Mason complacently imagined how this aeronautical trick must have ‘struck terror’ into even the boldest hearts and wisest heads of the ‘honest artizans’ beneath: ‘Catching alone the rays of the light that preceded from the artificial fire-work that was suspended close beneath us, the balloon, the only part of the machine visible to them, presented the aspect of a huge ball of fire, slowly and steadily traversing the sky, at such a distance as to preclude the possibility of it being mistaken for any of the ordinary productions of Nature …’17
As the Bengal light went out, they completed this supernatural effect by emptying half a bag of ballast sand directly onto the upturned faces a hundred feet below.
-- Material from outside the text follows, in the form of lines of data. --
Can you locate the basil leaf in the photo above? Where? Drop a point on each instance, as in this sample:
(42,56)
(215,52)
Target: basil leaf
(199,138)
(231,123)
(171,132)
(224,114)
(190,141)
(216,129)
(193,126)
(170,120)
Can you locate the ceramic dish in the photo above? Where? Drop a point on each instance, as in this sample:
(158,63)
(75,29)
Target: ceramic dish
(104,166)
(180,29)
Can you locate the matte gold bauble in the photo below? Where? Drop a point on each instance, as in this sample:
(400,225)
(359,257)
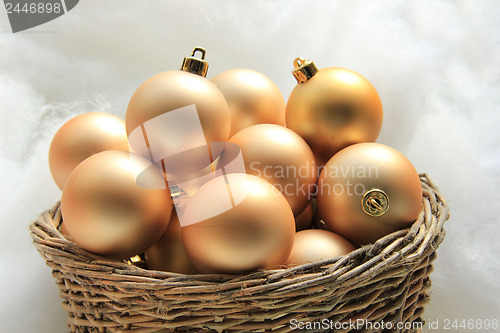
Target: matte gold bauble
(105,212)
(239,223)
(81,137)
(315,245)
(168,253)
(252,98)
(170,91)
(367,191)
(304,220)
(281,157)
(332,108)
Then the balloon sailed silently and invisibly away, leaving behind the puzzled tribe of Belgian foundry workers staring uncomprehendingly upwards, as these mysterious superior intelligences disappeared. ‘Lost in astonishment, and drawn together by their mutual fears,’ Mason concluded, ‘they stood no doubt looking up at the object of their terrors.’18 So the gods were also treating the ironworkers as if they were some primitive tribe.
Mason’s account of the voyage, Aeronautica, has several illustrations, views and cloudscapes, among them a very strange, dramatic one entitled ‘Balloon over Liège at Night’, taken from an imaginary point outside the basket looking across at the crew. Their faces are weirdly illuminated by the Davy lamp hung from the balloon hoop. The curving river Meuse, and the blazing foundries, are visible in the darkness below.
After midnight it was the crew’s own turn to be alarmed. Gradually all human lights on the ground disappeared. The moonless night seemed to close in around them, encircling them completely, even from below. It was an increasingly disturbing sensation. ‘The sky seemed almost black with the intensity of night … the stars shone like sparks of the whitest silver scattered upon the jetty dome around us. Occasionally faint flashes of lightning would for an instant illuminate the horizon … Not a single object of terrestrial nature could anywhere be distinguished; an unfathomable abyss of “darkness visible” seemed to encompass us on every side.’19
What was so frightening and disorientating was that the darkness seemed increasingly solid. Gone was the classic balloon feel of airy vistas, glowing luminosity and huge benign openness. The night was thickening into an alien substance. It was menacing and claustrophobic, entrapping and imprisoning them. Mason records no conversation with Green or Hollond at this time, but afterwards tried to describe what were clearly shared sensations: ‘A black, plunging chasm was around us on all sides, and as we tried to penetrate this mysterious gulf, we could not prevent the idea coming into our heads that we were cutting a path through an immense block of black marble by which we were enveloped, and which, a solid mass a few inches away from us seemed to melt as we drew near, so that it might allow us to penetrate even further into its cold and dark embrace.’20
The idea of the men being thrust into or entombed in ‘an immense block of black marble’, and held there forever in its ‘cold and dark embrace’, is strangely unsettling. Is it a shivering anticipation of the Victorian horror of being buried alive; or even of some nightmare of sexual entrapment? The passage is curiously reminiscent of some of the later horror stories of Edgar Allan Poe, such as ‘The Tell-Tale Heart’. In fact it is highly likely that Poe read this very description as soon as it was published, for it turns out that he was following the accounts of Green’s balloon adventures very closely from the other side of the Atlantic.